No one paid much attention to the single-car Renault entry at the 1977 British Grand Prix.
This story was originally published in our March 2014 issue
Resplendent in Renault’s corporate yellow, white and black and driven by Jean-Pierre Jabouille (who, incidentally, also designed the car) Renault’s RS01 made history at Silverstone that day as the first turbocharged car to race in F1.

In the hands of Jabouille the RS01 failed to finish every race in 1977 and barely made it to the finish line in all but one race in 1978 (Jabouille scoring the first points for a turbocharged car with a fourth place in the US grand prix).

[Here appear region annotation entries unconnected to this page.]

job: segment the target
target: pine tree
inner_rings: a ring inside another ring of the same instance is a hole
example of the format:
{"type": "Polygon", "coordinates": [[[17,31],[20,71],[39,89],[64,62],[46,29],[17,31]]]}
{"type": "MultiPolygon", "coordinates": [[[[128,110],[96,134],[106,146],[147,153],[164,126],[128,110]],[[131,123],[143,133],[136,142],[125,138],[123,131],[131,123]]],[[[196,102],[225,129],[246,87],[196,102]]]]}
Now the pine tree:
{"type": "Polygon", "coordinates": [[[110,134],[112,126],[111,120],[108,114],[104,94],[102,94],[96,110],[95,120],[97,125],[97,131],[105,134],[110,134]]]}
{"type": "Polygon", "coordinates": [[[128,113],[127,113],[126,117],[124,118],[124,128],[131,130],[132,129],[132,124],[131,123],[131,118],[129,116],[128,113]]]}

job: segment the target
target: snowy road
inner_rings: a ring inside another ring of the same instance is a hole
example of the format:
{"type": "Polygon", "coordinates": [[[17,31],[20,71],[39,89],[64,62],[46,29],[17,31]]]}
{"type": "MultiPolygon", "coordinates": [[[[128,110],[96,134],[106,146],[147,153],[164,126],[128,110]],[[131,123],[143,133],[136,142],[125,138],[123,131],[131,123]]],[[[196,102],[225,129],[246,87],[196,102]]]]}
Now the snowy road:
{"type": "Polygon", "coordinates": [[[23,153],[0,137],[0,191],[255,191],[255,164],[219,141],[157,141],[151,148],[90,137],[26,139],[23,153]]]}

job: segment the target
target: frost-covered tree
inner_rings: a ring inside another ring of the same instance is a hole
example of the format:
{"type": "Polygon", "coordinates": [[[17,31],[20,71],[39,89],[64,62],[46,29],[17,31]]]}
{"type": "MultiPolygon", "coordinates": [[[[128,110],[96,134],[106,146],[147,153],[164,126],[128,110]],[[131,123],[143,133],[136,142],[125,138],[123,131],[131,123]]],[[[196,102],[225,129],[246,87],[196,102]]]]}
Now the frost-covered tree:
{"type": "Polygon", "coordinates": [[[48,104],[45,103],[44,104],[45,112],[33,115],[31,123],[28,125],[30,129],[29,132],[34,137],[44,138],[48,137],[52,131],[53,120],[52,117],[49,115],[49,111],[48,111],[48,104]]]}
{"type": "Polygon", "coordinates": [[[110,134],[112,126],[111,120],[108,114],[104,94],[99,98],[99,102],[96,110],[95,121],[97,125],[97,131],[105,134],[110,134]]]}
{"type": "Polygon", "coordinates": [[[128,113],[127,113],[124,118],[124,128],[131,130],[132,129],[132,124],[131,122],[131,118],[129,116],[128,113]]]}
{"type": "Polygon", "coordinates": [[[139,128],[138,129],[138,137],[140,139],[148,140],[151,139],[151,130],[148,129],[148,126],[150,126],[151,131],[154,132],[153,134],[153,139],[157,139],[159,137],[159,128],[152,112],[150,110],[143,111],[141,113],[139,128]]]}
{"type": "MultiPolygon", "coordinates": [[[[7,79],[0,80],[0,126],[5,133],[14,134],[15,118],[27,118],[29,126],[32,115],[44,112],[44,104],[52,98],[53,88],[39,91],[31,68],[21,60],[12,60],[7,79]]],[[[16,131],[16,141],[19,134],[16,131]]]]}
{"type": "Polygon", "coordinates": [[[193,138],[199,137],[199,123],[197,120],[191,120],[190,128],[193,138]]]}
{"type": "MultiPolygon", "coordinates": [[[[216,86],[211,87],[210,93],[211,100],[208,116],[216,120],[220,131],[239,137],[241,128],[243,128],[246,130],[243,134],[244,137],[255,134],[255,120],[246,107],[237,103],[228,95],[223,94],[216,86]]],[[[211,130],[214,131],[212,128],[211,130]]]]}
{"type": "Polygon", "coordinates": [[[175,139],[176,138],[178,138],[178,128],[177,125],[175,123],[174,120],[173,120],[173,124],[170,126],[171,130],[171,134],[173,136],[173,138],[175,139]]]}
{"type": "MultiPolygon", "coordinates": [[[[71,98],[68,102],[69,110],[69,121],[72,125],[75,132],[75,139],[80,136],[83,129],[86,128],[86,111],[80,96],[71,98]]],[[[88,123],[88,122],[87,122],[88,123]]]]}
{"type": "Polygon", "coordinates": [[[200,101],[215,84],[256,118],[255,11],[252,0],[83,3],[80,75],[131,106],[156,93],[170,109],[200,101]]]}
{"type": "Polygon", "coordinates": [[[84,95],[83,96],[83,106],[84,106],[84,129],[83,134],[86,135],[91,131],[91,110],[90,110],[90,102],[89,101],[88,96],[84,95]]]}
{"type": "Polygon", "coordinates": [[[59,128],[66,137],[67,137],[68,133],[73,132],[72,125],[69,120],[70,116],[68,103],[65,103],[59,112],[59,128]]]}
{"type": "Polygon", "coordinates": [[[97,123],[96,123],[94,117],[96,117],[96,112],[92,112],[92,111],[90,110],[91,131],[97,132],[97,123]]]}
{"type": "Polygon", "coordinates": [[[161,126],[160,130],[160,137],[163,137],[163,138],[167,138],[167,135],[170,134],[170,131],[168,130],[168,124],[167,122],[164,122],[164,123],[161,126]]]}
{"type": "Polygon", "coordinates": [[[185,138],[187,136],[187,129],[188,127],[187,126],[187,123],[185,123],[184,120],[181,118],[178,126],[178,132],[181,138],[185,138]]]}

The RS01 raced until the 1979 Belgian Grand Prix before Renault retired the real-world test mule and rolled out its successor, the RE10, at the following race in Monaco.

Jabouille won easily, a first win for himself, for Renault and for turbocharging. It was an historic victory, overshadowed somewhat by the epic battle for second between Gilles Villeneuve and Rene Arnoux (YouTube ‘Villeneuve Arnoux Dijon’ if you haven’t seen it).

The Glory Years Following Renault’s success, it didn’t take long for the world’s major car manufacturers to come knocking on F1’s door. In quick succession, Porsche, BMW and Honda all entered the fray as engine suppliers while Ferrari too knew it had no option but to ditch its beloved V12 in favour of race-winning turbo tech.

Keke Rosberg won the title in his Cosworth-powered Williams, but he only won one race and was helped, in part at least, by turbo unreliability (those fiery detonations continued unabated) and the tragic (separate) accidents that claimed Gilles Villeneuve’s life and ended Ferrari teammate Didier Pironi’s career. Until then, Ferrari had been on track to claim the first world championship for a turbo car.


But behind closed doors, McLaren’s wily boss Ron Dennis was wooing Honda and when 1988 rolled around, a potent partnership – McLaren, Honda, Ayrton Senna and Alain Prost – executed a near-perfect season, the team winning 15 of that year’s 16 grands prix. It was as near to perfection as any team has come in F1 but it was also turbocharging’s swansong.